I sympathize somewhat with this complexity point but I’m worried that training will be extremely non-Bayesian in a way that makes complexity arguments not really work. So I feel like the point about optimization power at best cuts the worry about hyperstition by about a factor of 2. Perhaps there should be research on how “sticky” the biases from early in training can be in the face of later optimization pressure.
Mia & co at CLR are currently doing some somewhat related research iiuc
I disagree with that idea for a different reason: models will eventually encounter the possibility of misaligned trajectories during e.g. RL post-training. One of our best defenses (perhaps our best defense right now) is setting up our character training pipelines such that the models have already reasoned about these trajectories and updated against them when we had the most ability to ensure this. I would strongly guess that Opus is the way it is at least partly because it has richer priors over misaligned behavior and reasons in such a way as to be aware of them.
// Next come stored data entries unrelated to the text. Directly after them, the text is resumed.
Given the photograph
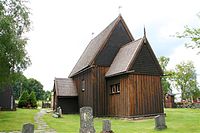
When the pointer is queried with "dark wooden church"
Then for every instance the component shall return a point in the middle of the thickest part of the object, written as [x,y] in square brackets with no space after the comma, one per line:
[7,101]
[118,75]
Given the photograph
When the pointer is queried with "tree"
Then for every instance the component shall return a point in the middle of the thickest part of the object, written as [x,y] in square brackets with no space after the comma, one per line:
[47,96]
[185,79]
[23,100]
[163,61]
[193,34]
[19,85]
[37,87]
[14,23]
[32,100]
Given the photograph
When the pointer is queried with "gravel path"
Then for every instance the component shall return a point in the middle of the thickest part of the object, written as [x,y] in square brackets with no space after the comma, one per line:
[42,126]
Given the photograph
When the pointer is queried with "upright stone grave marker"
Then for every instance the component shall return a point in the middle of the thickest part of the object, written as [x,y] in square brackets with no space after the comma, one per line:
[28,128]
[106,126]
[86,120]
[160,122]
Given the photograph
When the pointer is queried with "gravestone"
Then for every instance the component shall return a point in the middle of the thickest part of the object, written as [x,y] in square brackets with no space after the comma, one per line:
[86,120]
[160,122]
[59,111]
[28,128]
[106,126]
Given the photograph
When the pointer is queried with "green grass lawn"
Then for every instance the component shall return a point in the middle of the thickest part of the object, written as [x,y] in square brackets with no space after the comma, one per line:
[177,120]
[13,120]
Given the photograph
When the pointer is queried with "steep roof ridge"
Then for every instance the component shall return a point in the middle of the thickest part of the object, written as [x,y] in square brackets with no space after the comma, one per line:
[121,65]
[136,52]
[97,44]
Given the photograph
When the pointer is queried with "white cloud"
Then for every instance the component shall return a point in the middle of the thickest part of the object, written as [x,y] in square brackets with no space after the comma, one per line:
[181,54]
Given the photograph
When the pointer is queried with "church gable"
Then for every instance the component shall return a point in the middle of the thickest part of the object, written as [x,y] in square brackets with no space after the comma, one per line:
[119,37]
[146,62]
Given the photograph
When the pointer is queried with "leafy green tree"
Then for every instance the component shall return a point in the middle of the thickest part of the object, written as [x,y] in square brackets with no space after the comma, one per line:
[32,100]
[185,79]
[37,87]
[193,34]
[14,23]
[19,85]
[23,100]
[163,61]
[47,96]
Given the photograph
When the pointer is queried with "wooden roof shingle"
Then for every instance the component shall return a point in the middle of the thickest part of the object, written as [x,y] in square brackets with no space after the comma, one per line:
[65,87]
[95,46]
[124,58]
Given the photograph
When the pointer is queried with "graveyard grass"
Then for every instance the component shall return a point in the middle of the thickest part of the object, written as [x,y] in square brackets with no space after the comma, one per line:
[14,120]
[177,120]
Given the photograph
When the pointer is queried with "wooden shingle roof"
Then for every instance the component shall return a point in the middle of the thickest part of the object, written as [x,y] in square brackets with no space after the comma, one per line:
[65,87]
[124,58]
[95,46]
[129,54]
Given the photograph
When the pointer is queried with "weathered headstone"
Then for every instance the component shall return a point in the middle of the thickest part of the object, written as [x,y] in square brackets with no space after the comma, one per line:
[28,128]
[160,122]
[86,120]
[106,126]
[60,111]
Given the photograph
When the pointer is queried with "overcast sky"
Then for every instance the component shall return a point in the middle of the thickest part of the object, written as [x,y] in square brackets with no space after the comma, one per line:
[61,30]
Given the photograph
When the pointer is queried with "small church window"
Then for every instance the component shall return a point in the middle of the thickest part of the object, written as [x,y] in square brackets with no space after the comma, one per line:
[112,89]
[118,88]
[115,89]
[83,85]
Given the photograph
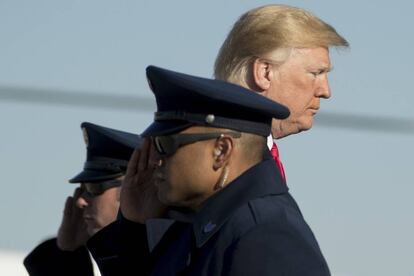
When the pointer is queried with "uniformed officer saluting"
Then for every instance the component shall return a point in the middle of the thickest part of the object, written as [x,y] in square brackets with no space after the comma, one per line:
[214,176]
[94,204]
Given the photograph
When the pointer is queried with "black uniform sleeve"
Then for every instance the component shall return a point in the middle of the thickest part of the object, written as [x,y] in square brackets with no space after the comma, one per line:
[121,248]
[47,259]
[270,249]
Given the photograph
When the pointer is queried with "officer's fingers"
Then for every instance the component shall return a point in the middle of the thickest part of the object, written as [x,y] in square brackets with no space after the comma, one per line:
[143,160]
[132,163]
[68,206]
[78,191]
[154,158]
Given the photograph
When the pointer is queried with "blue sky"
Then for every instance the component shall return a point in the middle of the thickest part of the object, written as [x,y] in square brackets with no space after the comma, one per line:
[354,187]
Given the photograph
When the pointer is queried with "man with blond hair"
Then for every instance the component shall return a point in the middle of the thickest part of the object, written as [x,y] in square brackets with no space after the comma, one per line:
[281,52]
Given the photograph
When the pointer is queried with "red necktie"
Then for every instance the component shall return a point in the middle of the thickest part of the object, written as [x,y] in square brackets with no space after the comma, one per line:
[275,154]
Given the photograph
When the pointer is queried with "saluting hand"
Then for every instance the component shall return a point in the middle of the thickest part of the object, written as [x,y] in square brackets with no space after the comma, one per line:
[139,200]
[72,232]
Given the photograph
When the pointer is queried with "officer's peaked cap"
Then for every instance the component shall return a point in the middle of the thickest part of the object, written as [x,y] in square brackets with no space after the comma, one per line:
[184,100]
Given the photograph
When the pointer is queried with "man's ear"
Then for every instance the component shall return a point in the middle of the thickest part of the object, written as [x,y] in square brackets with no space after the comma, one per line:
[262,74]
[223,149]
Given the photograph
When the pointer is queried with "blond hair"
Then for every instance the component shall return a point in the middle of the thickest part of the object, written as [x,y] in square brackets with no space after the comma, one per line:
[265,29]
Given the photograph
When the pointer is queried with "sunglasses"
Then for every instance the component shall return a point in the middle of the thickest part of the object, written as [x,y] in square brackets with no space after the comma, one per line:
[168,145]
[98,188]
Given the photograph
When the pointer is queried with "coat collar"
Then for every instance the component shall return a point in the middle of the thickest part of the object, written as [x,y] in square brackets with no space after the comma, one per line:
[261,180]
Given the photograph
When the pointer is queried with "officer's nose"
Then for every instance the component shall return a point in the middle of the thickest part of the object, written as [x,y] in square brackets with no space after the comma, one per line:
[81,202]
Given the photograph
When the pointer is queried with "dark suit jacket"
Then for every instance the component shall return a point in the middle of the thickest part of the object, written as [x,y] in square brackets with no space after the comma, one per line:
[47,260]
[251,227]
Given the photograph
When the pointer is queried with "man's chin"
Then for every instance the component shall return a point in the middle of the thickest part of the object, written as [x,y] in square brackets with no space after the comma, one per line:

Separately, I agree that post-training gets us a lot of pressure, but I think the difficulty of targeting it well varies tremendously based on whether or not we start from the right pre-training priors. If we didn’t have any data about how an agent should relate to potentially dangerous actions, I expect it’d be much harder to get post-training to make the kind of agent that reliably takes safer actions.
My guess how this may not really help is the model builds the abstractions in pre-training, and the massive optimization pressure in post-training makes something really sticky: for example “a persona living in Orwellian surveillance, really fluent in doublethink”.